My question is: How do I efficiently obtain a hypothesis of type M < u N?
(my current method is using have a bunch of times with the help of apply? to change the hypothesis into what I want)

Ruben Van de Velde (Oct 14 2025 at 14:34):

Please show us a #mwe (that's a link), so people can play with the goal directly rather than having to guess what the types are for everything

Labyrinth (Oct 14 2025 at 14:35):

Oh, right, my apologies.

Here is my full code:

import Mathlib

def seq_limit (u : ℕ → ℝ) (l : ℝ) :=
  ∀ε > 0, ∃N : ℕ, ∀n ≥ N, |u n - l| < ε

theorem ex1 {u l M} (hl : seq_limit u l) (h : ∀n, u n ≤ M) :
  l ≤ M := by
  by_contra hn
  have hn' := lt_of_not_ge hn
  apply exists_pos_add_of_lt' at hn'
  rcases hn' with ⟨ε,⟨hε,hn'⟩⟩
  specialize hl ε hε
  rcases hl with ⟨N,hl⟩
  specialize h N
  specialize hl N (Nat.le_refl N)
  rw [abs_lt] at hl

(I am aware that this is far from perfect code)

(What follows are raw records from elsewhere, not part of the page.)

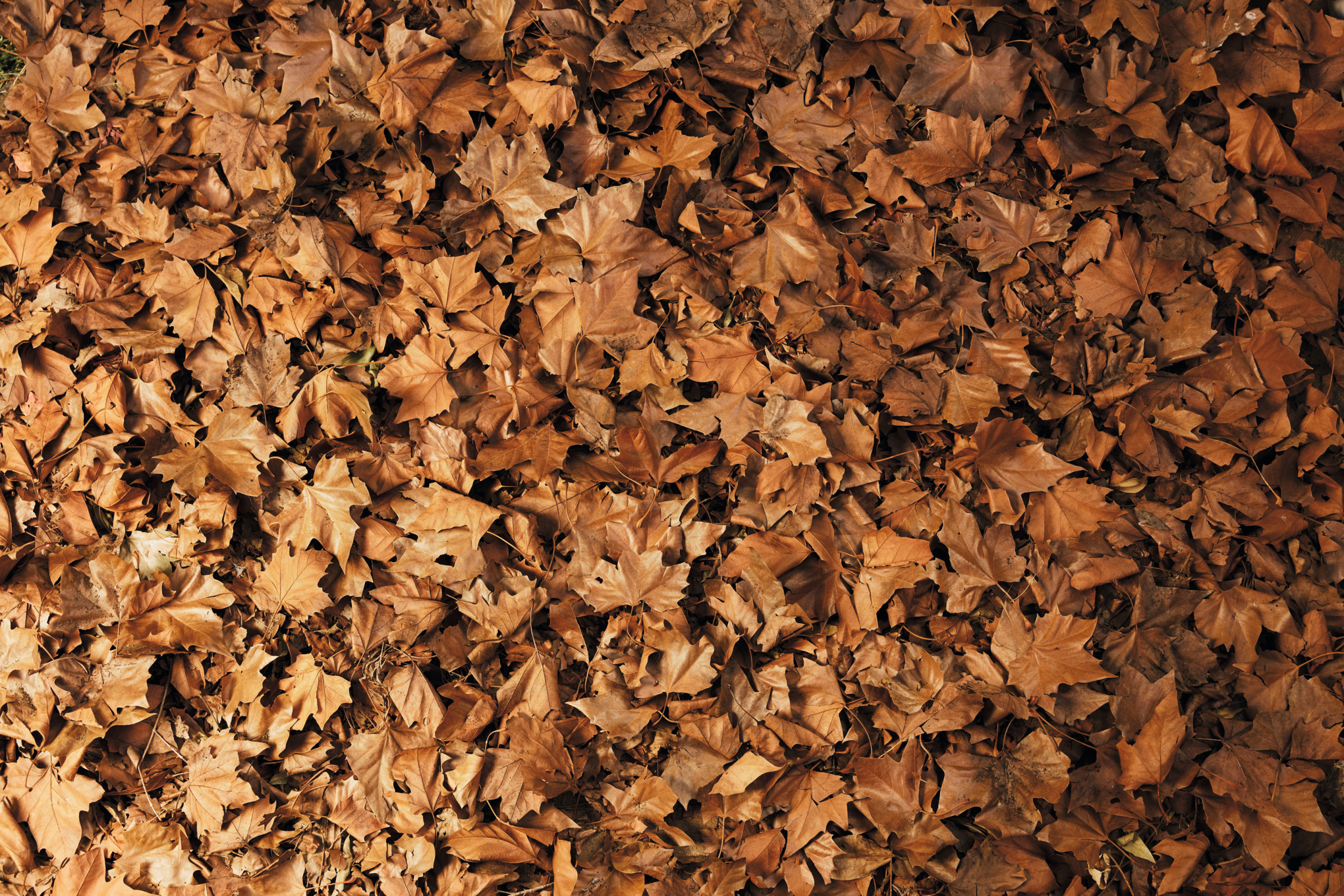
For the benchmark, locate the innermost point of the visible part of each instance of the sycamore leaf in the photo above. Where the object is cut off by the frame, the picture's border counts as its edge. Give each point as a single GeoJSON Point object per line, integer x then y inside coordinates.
{"type": "Point", "coordinates": [213, 781]}
{"type": "Point", "coordinates": [1004, 786]}
{"type": "Point", "coordinates": [50, 804]}
{"type": "Point", "coordinates": [1005, 462]}
{"type": "Point", "coordinates": [513, 177]}
{"type": "Point", "coordinates": [314, 691]}
{"type": "Point", "coordinates": [636, 579]}
{"type": "Point", "coordinates": [234, 445]}
{"type": "Point", "coordinates": [289, 583]}
{"type": "Point", "coordinates": [323, 511]}
{"type": "Point", "coordinates": [1048, 653]}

Ruben Van de Velde (Oct 14 2025 at 14:38):

The easy solution seems to be linarith :)

Ruben Van de Velde (Oct 14 2025 at 14:39):

Alternatively

import Mathlib

def seq_limit (u : ℕ → ℝ) (l : ℝ) :=
  ∀ε > 0, ∃N : ℕ, ∀n ≥ N, |u n - l| < ε

theorem ex1 {u l M} (hl : seq_limit u l) (h : ∀n, u n ≤ M) :
  l ≤ M := by
  by_contra hn
  have hn' := lt_of_not_ge hn
  apply exists_pos_add_of_lt' at hn'
  rcases hn' with ⟨ε,⟨hε,hn'⟩⟩
  specialize hl ε hε
  rcases hl with ⟨N,hl⟩
  specialize h N
  specialize hl N (Nat.le_refl N)
  rw [abs_lt] at hl
  have : M < u N := by
    rw [lt_sub_iff_add_lt', ← hn', add_neg_cancel_right] at hl
    exact hl.1
  exact h.not_gt this

Labyrinth (Oct 14 2025 at 14:40):

I remember seeing that somewhere, guess I'll have to read up (or get an explanation) on how it works. I tried doing this with gcongr but couldn't get it to work (come to think of it it makes sense it can't do the whole thing though I feel like it should've been able to at least remove -epsilon from both sides)

Labyrinth (Oct 14 2025 at 14:41):

Ah, that seems like a good way of chaining everything on few lines. Definitely looks better than what I had. Thanks Ruben!

Last updated: Dec 20 2025 at 21:32 UTC